Memo to FBI: Build it right

FBI Director Jim Comey should drive out to the National Geospatial Intelligence Agency campus on the outskirts of Fort Belvoir.

When the time comes to actually design a new FBI headquarters, they’ll have some good models to reference.

Now, federal building designs range from splendid to just plain awful. Sometimes the awful ones become run down, like the FBI headquarters. Sometimes old buildings become repurposed and regain some dignity. Several agencies share the former Woodward & Lothrop warehouse, a historic Washington landmark. Inside it’s not so bad. It’s in a bustling neighborhood with lots of amenities nearby.

Some EPA staff members will remember working in the old Southwest D.C. federal center before it was torn down. I visited it a couple of times. It was the type of place that would make you say, thank goodness I don’t have to arrive here every day. The place was a dump, dark and dreary inside, and in need of maintenance. Plus it was in a stretch of neighborhood without much going on.

Think about the FBI’s needs. Security, of course, scaled to accommodate a lot of people. A variety of internal working spaces for the range of job types housed under one roof. If he hasn’t already, FBI Director Jim Comey should drive out to the National Geospatial Intelligence Agency campus on the outskirts of Fort Belvoir. Producer Lauren Larson and I went out there for interviews. The building floored me, no pun intended.

In fact, it also impressed DoD reporter Jared Serbu, who wrote about the building when it opened in 2011.

NGA doesn’t let you bring in phones or cameras, so I couldn’t take any pictures. But this link shows the Google Earth view of the unusually shaped building. (You can also download a high-resolution image of the building at the NGA website.) The long, teardrop-shaped structure on the top is a skylight, flooding the giant central commons space on the first floor in natural light. And because the corridors link to the atrium, like a Hyatt Regency hotel, a lot of that light flows into the halls and makes walking the halls feel like an experience connected to other people. You can peer down from as high as eight stories into the atrium.

The building also has exterior windows, something not all secretive or classified activities have.

Like so many facilities of this type, it sits isolated, with only a couple of access roads and checkpoints. If you work there and want to go out for lunch, you’ve got a major schlep because there is nothing to walk to. But NGA provides amenities — a big and diverse cafeteria, a Starbucks and a Dunkin’ Donuts. Also a dry cleaner, beauty salon, credit union and — close to my heart — a great fitness center. Built at a cost of $1.7 billion to house 8,500 employees, the building is no Motel 6.

When I visit a federal office or any of the hundreds, maybe thousands, of businesses I’ve visited over many years, I always ask myself, would I want to work here, in this physical environment? Having been a couple of times into the crumbling FBI building at 9th and Pennsylvania Avenue, N.W., the answer in that case is no. It’s even forbidding from the outside. On a winter midday, walking the couple of blocks of Pennsylvania Avenue in front of the FBI evokes nothing so much as Pyongyang.

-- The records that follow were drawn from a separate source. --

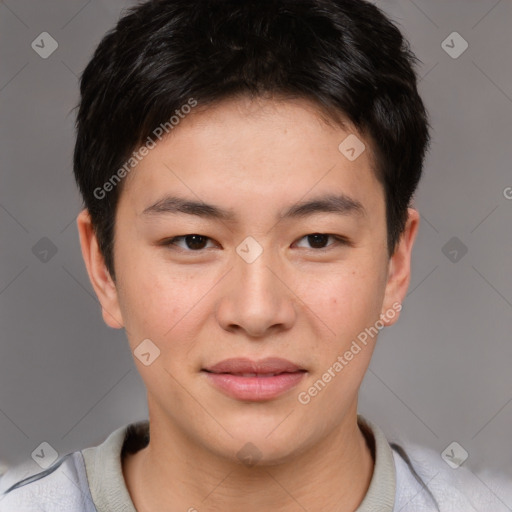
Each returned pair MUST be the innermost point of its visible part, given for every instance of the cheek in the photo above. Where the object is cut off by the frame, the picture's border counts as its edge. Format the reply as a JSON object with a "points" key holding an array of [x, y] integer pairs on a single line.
{"points": [[347, 303], [158, 303]]}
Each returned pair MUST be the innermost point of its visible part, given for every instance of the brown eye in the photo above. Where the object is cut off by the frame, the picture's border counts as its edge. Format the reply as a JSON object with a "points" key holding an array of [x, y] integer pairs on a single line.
{"points": [[192, 242], [319, 241]]}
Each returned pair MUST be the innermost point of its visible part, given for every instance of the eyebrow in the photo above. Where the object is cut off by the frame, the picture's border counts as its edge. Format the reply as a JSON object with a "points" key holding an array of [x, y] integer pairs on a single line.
{"points": [[331, 203]]}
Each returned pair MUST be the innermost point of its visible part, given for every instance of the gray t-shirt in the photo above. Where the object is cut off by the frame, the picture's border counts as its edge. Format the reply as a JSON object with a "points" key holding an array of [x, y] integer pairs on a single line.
{"points": [[410, 479]]}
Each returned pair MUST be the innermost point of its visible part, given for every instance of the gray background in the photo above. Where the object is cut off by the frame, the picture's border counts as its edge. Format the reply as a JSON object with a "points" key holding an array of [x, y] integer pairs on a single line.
{"points": [[442, 374]]}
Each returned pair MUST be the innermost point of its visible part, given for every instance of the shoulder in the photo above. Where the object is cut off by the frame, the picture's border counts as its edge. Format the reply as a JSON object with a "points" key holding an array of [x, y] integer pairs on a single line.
{"points": [[62, 487], [425, 482]]}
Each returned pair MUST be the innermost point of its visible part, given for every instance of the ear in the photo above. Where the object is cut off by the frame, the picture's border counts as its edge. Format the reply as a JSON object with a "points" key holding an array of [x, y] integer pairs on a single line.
{"points": [[399, 270], [101, 280]]}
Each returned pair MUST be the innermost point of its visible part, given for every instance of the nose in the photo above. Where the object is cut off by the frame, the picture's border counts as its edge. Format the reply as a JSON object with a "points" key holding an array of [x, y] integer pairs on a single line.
{"points": [[254, 300]]}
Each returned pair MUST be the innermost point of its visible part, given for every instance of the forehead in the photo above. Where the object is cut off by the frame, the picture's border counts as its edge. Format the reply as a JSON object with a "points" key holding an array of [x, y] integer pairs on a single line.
{"points": [[272, 151]]}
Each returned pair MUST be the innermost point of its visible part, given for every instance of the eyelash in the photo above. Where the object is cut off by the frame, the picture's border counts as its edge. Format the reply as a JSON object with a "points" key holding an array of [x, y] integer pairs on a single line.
{"points": [[339, 240]]}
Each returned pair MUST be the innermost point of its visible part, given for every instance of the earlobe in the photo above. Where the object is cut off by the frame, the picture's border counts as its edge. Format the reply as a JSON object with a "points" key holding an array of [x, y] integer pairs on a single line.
{"points": [[99, 276], [399, 270]]}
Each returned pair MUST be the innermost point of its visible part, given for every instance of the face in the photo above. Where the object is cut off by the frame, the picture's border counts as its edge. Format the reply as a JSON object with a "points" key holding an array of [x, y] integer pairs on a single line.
{"points": [[288, 261]]}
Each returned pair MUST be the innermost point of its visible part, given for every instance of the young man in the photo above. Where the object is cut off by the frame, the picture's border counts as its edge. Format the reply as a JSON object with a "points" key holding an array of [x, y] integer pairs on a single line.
{"points": [[247, 170]]}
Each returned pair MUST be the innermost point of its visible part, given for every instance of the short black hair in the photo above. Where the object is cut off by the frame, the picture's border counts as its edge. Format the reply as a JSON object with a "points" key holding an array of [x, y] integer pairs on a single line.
{"points": [[346, 56]]}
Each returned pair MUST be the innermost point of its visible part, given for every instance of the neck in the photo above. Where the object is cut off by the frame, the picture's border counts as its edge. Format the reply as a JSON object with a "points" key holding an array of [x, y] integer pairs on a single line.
{"points": [[332, 475]]}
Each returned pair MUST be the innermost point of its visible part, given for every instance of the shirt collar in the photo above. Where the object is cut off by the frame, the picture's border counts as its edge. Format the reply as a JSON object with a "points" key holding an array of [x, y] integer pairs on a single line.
{"points": [[108, 488]]}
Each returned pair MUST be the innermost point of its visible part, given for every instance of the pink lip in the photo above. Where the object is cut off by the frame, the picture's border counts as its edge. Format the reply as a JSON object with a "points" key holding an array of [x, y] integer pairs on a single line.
{"points": [[270, 377]]}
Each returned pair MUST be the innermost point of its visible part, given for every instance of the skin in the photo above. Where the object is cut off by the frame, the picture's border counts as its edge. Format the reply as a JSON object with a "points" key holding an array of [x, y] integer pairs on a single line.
{"points": [[297, 301]]}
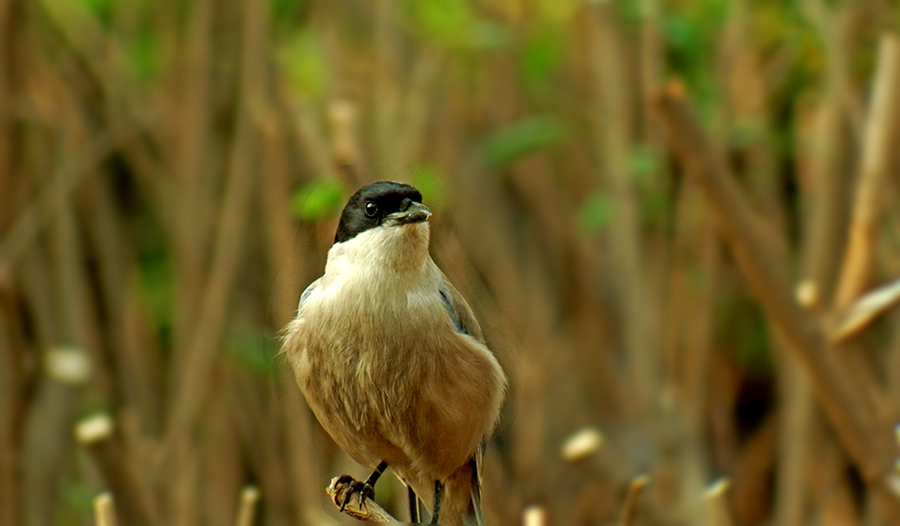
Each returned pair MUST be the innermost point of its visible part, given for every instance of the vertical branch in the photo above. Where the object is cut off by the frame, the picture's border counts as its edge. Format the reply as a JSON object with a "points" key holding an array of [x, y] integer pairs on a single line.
{"points": [[192, 194], [207, 335], [878, 141], [12, 23]]}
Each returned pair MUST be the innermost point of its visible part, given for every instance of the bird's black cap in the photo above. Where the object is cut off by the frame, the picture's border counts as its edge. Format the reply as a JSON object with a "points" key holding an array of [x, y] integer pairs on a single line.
{"points": [[371, 204]]}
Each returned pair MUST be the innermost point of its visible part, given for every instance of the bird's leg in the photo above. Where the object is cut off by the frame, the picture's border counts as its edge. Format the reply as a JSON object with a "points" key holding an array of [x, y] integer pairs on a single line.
{"points": [[437, 501], [413, 505], [365, 489]]}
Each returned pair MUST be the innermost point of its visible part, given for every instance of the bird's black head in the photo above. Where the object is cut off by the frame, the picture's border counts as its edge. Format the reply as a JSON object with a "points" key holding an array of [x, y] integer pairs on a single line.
{"points": [[382, 203]]}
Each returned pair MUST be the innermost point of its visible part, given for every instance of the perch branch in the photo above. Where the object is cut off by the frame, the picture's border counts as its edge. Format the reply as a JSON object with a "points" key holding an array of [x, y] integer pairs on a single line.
{"points": [[369, 511]]}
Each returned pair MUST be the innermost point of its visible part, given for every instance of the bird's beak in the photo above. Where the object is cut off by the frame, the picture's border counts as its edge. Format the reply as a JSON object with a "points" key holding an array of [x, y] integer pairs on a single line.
{"points": [[415, 213]]}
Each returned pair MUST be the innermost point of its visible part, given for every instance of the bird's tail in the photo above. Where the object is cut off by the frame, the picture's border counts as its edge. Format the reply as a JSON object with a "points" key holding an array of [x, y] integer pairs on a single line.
{"points": [[476, 465]]}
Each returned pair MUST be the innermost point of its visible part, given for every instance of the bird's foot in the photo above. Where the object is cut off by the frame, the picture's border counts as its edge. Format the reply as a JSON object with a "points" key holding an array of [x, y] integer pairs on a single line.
{"points": [[365, 490]]}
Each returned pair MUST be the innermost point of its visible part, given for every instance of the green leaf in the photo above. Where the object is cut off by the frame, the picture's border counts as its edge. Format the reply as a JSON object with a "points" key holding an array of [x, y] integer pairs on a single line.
{"points": [[527, 135], [305, 63], [143, 54], [596, 212], [253, 351], [541, 56], [317, 200], [453, 23], [102, 9]]}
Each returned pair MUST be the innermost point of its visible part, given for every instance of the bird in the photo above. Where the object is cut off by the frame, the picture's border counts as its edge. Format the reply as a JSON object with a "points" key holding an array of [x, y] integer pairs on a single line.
{"points": [[392, 360]]}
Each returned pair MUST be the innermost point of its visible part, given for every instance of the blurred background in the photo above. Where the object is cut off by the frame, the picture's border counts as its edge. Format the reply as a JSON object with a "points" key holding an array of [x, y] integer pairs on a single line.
{"points": [[668, 271]]}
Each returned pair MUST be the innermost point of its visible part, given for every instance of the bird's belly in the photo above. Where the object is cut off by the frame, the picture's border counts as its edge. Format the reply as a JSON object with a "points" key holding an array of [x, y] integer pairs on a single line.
{"points": [[417, 395]]}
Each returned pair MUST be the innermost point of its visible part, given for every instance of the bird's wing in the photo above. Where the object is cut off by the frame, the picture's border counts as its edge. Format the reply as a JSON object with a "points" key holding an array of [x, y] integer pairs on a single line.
{"points": [[459, 311], [310, 290]]}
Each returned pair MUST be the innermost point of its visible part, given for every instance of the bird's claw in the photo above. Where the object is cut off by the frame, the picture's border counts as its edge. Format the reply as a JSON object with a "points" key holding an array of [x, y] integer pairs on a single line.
{"points": [[365, 490]]}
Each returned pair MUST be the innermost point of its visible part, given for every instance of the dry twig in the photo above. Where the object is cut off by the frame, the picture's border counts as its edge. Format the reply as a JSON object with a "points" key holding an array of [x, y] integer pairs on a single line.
{"points": [[104, 512], [716, 498], [629, 509]]}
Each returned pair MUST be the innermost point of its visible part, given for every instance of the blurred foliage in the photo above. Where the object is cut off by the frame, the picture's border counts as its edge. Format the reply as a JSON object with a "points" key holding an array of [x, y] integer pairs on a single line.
{"points": [[527, 135]]}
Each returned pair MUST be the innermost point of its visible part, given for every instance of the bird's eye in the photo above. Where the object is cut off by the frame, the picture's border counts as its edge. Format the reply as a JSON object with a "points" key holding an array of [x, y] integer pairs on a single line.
{"points": [[371, 209]]}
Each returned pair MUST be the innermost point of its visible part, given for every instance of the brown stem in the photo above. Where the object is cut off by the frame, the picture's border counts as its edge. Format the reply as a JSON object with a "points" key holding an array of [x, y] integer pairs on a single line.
{"points": [[846, 409]]}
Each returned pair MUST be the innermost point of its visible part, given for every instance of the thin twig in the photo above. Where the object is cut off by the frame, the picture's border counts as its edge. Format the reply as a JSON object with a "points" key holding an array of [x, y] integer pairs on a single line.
{"points": [[95, 434], [877, 149], [629, 509], [247, 509], [716, 498], [104, 512]]}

If the FBI moves to a greenfield campus in Maryland’s Prince George’s County, it will have needs similar to those of the NGA. When moving in, then-NGA director Letitia Long described the building as purpose-built for NGA’s mission.  FBI people will, one hopes, have the space, light, facilities and amenities they need to enjoy working there.

Federal buildings are for federal employees, of course, and they shouldn’t necessarily have the lush types of build-outs you see in white-shoe law firms or old-line companies like the tower of the defunct Eastman Kodak (where George Eastman’s office was finished in rare hardwoods). On the other hand, federal structures should reflect the best in American architecture and design since they belong to, and therefore reflect, all of us. By the same token, the work environments provided to federal employees should be designed to enable both productivity and a basic sense of well-being.